Abdel Fattah al-Sisi, 59, has been urged to run by members of the public who reject the Islamist government he toppled last year, and by members of the armed forces who want a president who can face down growing political violence.
On Monday, Egypt's top military council gave him the green light to seek the presidency, and the interim president Sisi installed six months ago promoted him to field marshal from general.
Sisi has calculated that he can win the support even of some of those who backed Mohamed Mursi for president in 2012, who sought change from the era of former air force commander Mubarak, ousted in the revolutions that swept the Arab world.
But despite his present popularity, Sisi has no record as a democrat and has shown himself willing to use deadly force against those who disagree with him.
Sisi has trodden a careful path to power since overthrowing Mursi, Egypt's first freely elected president, last July.

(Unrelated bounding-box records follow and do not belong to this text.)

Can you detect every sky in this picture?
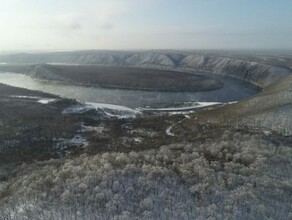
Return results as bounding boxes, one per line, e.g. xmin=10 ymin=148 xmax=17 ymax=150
xmin=0 ymin=0 xmax=292 ymax=52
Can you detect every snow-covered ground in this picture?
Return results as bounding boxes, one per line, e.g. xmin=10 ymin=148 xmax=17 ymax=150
xmin=63 ymin=102 xmax=141 ymax=119
xmin=138 ymin=102 xmax=223 ymax=112
xmin=9 ymin=95 xmax=56 ymax=105
xmin=38 ymin=98 xmax=56 ymax=105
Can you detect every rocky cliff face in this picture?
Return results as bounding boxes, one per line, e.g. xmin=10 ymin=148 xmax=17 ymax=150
xmin=0 ymin=51 xmax=290 ymax=87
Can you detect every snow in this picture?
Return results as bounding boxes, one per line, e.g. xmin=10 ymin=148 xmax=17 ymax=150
xmin=9 ymin=95 xmax=56 ymax=104
xmin=139 ymin=102 xmax=222 ymax=112
xmin=79 ymin=125 xmax=105 ymax=134
xmin=85 ymin=102 xmax=141 ymax=114
xmin=63 ymin=102 xmax=142 ymax=119
xmin=165 ymin=125 xmax=175 ymax=137
xmin=69 ymin=134 xmax=86 ymax=145
xmin=38 ymin=98 xmax=56 ymax=105
xmin=9 ymin=95 xmax=40 ymax=99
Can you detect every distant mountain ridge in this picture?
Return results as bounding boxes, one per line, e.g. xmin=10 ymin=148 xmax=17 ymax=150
xmin=0 ymin=51 xmax=291 ymax=87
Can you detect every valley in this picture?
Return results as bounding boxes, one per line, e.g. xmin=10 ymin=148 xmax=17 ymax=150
xmin=0 ymin=51 xmax=292 ymax=219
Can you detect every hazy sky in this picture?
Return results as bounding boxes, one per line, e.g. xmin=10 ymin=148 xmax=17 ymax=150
xmin=0 ymin=0 xmax=292 ymax=52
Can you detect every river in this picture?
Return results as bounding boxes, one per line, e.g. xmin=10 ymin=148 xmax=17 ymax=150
xmin=0 ymin=73 xmax=259 ymax=108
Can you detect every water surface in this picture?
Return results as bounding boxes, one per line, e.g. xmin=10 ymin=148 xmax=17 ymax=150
xmin=0 ymin=73 xmax=259 ymax=108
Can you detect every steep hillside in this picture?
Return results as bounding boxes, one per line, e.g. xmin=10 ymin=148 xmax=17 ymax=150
xmin=189 ymin=75 xmax=292 ymax=135
xmin=0 ymin=51 xmax=291 ymax=87
xmin=28 ymin=64 xmax=223 ymax=91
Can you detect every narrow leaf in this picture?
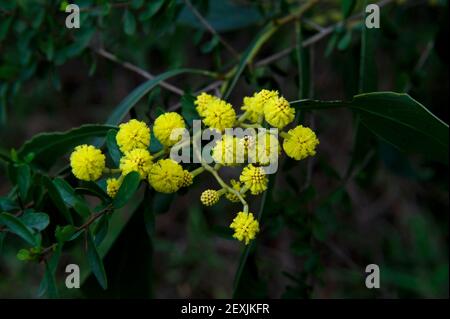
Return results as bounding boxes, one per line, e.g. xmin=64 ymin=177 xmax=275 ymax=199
xmin=113 ymin=172 xmax=141 ymax=208
xmin=0 ymin=213 xmax=39 ymax=246
xmin=87 ymin=232 xmax=108 ymax=290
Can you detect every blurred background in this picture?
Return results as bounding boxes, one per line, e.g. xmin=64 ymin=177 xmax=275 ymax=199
xmin=0 ymin=0 xmax=449 ymax=298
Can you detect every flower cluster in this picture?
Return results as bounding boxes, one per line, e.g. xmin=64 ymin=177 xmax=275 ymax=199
xmin=70 ymin=89 xmax=319 ymax=245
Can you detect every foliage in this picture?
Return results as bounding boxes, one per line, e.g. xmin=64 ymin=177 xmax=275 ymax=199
xmin=0 ymin=0 xmax=449 ymax=298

It's the kind of measured advance he has made all his life, from his childhood in the dirt lanes of Cairo's Gamaliya district, to the highest rank in one of the largest armies in the Middle East. On Monday, the presidency announced he was promoted to field marshal from general.
Friends and family speak of him of as a man of few words and decisive action.
"He loved to listen and carefully study what was said. After he heard many opinions then he would suddenly strike," said his cousin Fathi al-Sisi, who runs a shop selling handicrafts.
"Abdel Fattah had one thing in mind: work, the military, rising to the top."
The world knew little of Sisi before he appeared on television on July 3 and announced the removal of Mursi after mass protests against the Islamist leader.
It was Mursi who appointed Sisi army chief of staff and defense minister in August 2012, perhaps his gravest mistake.
Mursi, a Muslim Brotherhood leader, wanted a young general to reduce the influence of the military old guard who had served under the autocratic Mubarak before the 2011 revolution.
His reputation for being a pious Muslim may have also appealed to Mursi.
But while Mursi appeared deaf to criticism, Sisi was tuned in to the rising discontent on the streets over the Brotherhood's mismanagement. Eventually he issued an ultimatum to the man who appointed him: Bow to the demands of protesters within 48 hours or the military would act.